Similarly, Brennecke et al. (2013) and Buettner et al. (2015) resort to an initial weighted mean normalization based on each cell’s library size (total counts). While this normalization does not introduce significant noise in bulk sequencing techniques (Anders & Huber, 2010), it is detrimental to heterogeneous and sparse single-cell data. Cells with small library size have many zero entries (dropouts); a strong bias that remains after library-size scaling.

Vallejos & Richardson (2015) (BASiCS) uses a Bayesian Poisson formulation for identifying technical variation in single cells but only in the presence of spike-in genes. Using spike-ins is undesirable since a) cell-specific variations such as lysis efficiency accrue before introducing spike-ins and cannot be corrected with spike-ins, limiting their normalizing potential, b) introducing spike-ins is not cost-effective and c) many recent promising technologies (Klein et al., 2015; Macosko et al., 2015) that enable substantial scale-up in cell number, can not use spike-ins.

Normalization prior to clustering expects all cells to express a similar number of total transcripts, which is not a reasonable assumption for most single-cell datasets created today involving complex tissues containing multiple cell types. Prior normalizing also eliminates the stochastic nature of the error-prone measurements and further removes true biological heterogeneity within cell clusters.

2.2. Contributions of this work

This paper presents some of the challenges in analyzing data in the emerging single-cell domain. While problems of bulk gene expression analysis have been extensively studied, computational techniques for scRNA-seq still need to be developed. BISCUIT is the first fully Bayesian model for clustering single-cell expression data given both biological and technical variation, without needing spike-ins. We simultaneously learn the unknown number of heterogeneous clusters via the DPMM and infer the technical-variation parameters which allows imputing dropouts. Our results confirm that this approach shows significant improvement over sequentially performing normalization and clustering and over other clustering methods that do not correct for such technical variations. The usage of conjugate priors and hyperpriors allows for elegant Gibbs sampling from analytical posterior distributions and does not involve local optima problems. The model runs in O(n) time. If the input data is generated from heavy-tailed distributions, BISCUIT is relatively robust to such model mismatches. This is a vital improvement over methods like PAGODA (Fan et al., 2016) and Kharchenko et al. (2014) that strongly rely on a negative-binomial input. We infer interpretable covariances between genes and use the inferred cell-specific parameters to impute and normalize data.
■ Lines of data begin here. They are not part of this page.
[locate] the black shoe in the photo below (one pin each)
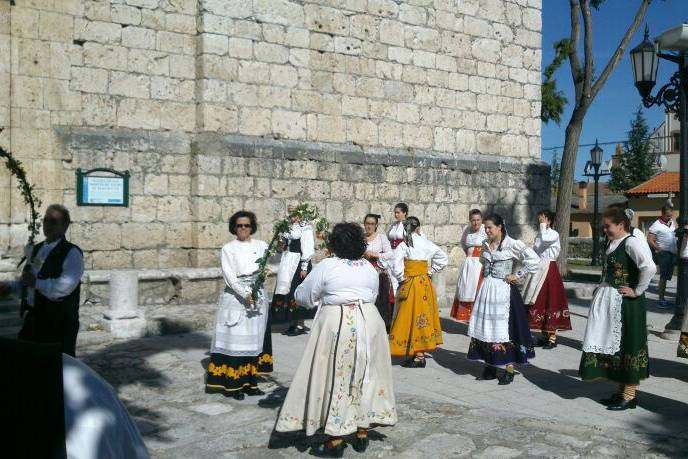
(623, 404)
(616, 398)
(489, 373)
(361, 444)
(541, 341)
(417, 363)
(549, 345)
(506, 378)
(324, 450)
3. Single-cell Hierarchical Dirichlet Process Mixture Model (BISCUIT)

To account for both biological variability and technical variation, we devise BISCUIT that allows clustering of cells based on similar gene expression after correcting technical variation. BISCUIT extends the conditionally-conjugate DPMM model described in Görür & Rasmussen (2010).

The vector of gene expression, xj, defined as log of counts per cell j is assumed to follow a Gaussian distribution and is modeled as an i.i.d. sample from BISCUIT. We verified the validity of the Gaussian assumption for the log of counts of highly-expressed genes via Lilliefors test (Lilliefors, 1967) on several datasets including Klein et al. (2015), Zeisel et al. (2015) and Macosko et al. (2015). Thus, if the dropouts are imputed, the distribution of each gene per cell type reasonably follows a Gaussian. We also perform model robustness experiments in Section 6 on both continuous (Student’s t) and discrete (negative binomial) distributions. The log of counts drawn from negative binomial, which is commonly used for modeling gene expression data, can be approximated by a Gaussian (Central limit) which then allows posterior conjugacy.
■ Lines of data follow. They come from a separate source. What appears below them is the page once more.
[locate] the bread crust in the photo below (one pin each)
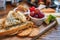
(34, 33)
(15, 29)
(25, 32)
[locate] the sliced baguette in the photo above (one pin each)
(26, 32)
(15, 29)
(34, 32)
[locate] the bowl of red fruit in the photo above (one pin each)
(36, 16)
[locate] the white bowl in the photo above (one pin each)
(37, 21)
The likelihood of xj can be written as xj~N(αjμk,βjk) where μk and Σk are the mean and covariance respectively of the kth mixture component, and αj, βj are cell-dependent scaling factors. A graphical summary of our approach is illustrated in Figure 3. The corresponding plate model for the stochastic data generation in BISCUIT is given in Figure 4.

Figure 3.

Figure 3

Toy example showing stochastic data generation. Top: Ideal case without technical variation: observations per cell are drawn from a DPMM (a). An example of 10 cells in (b) with block covariance (c). Bottom: When cell-specific variations are present, observations are drawn from a DPMM (a) with scaled cluster-specific moments (b), where block structures can be partially lost (c).

Figure 4.

Figure 4

Plate model for BISCUIT. xj is the observed gene expression of cell j, white circles denote latent variables of interest, rectangles indicate replications with the replicative factor at the bottom right corner, diamonds are hyperparameters and double diamonds are hyperpriors calculated empirically.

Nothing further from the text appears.